Looking at the characters after finishing the book, I realized that they actually were developed – in the sense that there was depth. And yet, and this may even be because of the writing style, I felt like I was unable to really connect to the characters.

At the end of the story, it still felt as though there was an unexplainable distance between me and them. In a sense, it felt like the characters were just that and nothing more; they were pawns in the chess game and were used to fill in the holes to portray the moral of the story. They felt more like plot devices than actual people.

This was more evident in the side characters, who were grouped together and named collectively; they barely appeared unless it was to deliver a clue or to help the story move further along.

As for the main characters, however, although they did somewhat feel like plot devices as well, I think their weaknesses were the lack of development (mostly in Wink and Midnight).

Wink, for me, became less and less likeable as the book went on. I feel like the ending would be slightly predictable, just looking at her character.

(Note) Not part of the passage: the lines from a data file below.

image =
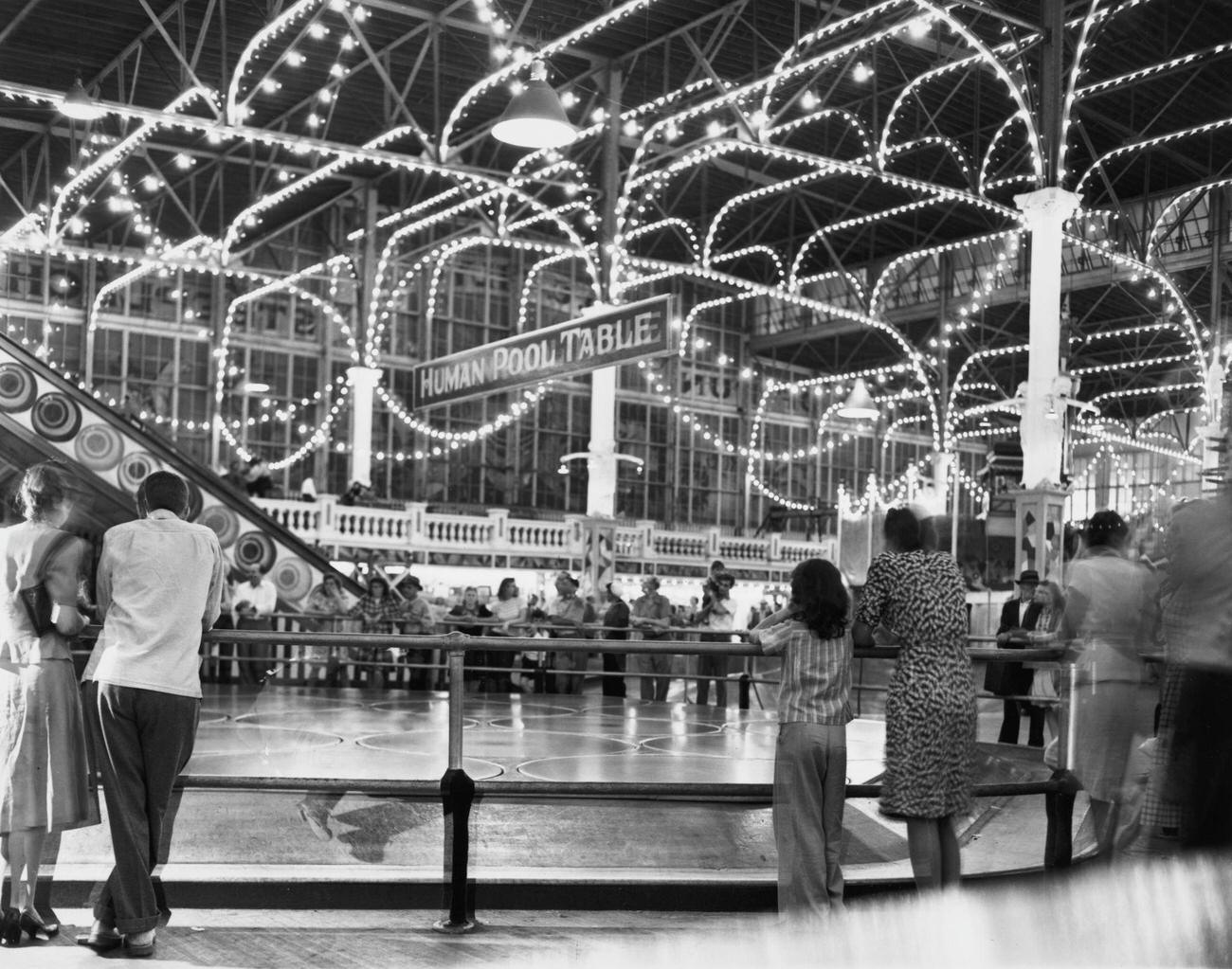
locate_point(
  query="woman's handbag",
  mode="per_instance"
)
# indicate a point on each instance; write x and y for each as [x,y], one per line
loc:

Midnight was probably my favorite out of the three, although I did think there were moments where his cowardliness and spinelessness (especially for Poppy) got annoying.

On the other hand, I despised Poppy. Although she was probably the only one who developed, she had been so despicable at the start that I didn’t really think her change was “realistic”.

One of the things I really had trouble with was her “relationship” with Midnight. YA and adult romance novels have always had this cliche: “I know what I’m doing is wrong, but I just can’t help it – because I love him.” But there are instances where that’s cute and lustful, and there are other instances where it borders on sexual assault.

And this is important: No means no. It does not mean “Let’s do it again sometime.” and it most definitely is not code word for “I love you.” It means stop.

But Poppy didn’t get that, obviously. She was just too used to getting her way.

Everyone loved me and I loved myself and I got my way and did what I wanted and still left people feeling like they were lucky to know me.

And that, is why I couldn’t stand her.

The plot was definitely different from what I had gathered from the synopsis. I feel the writing style had to do with making the story more magical than a typical love triangle story.

The synopsis says, “What really happened?”, and I find myself asking that question even after finishing the book. The ending is left more open-ended, which does let the reader wonder.

Overall, I would actually say that this was a quick and engaging read, but while the writing style was unique and beautiful, it wasn’t quite enough to make up for the other things that the book was lacking.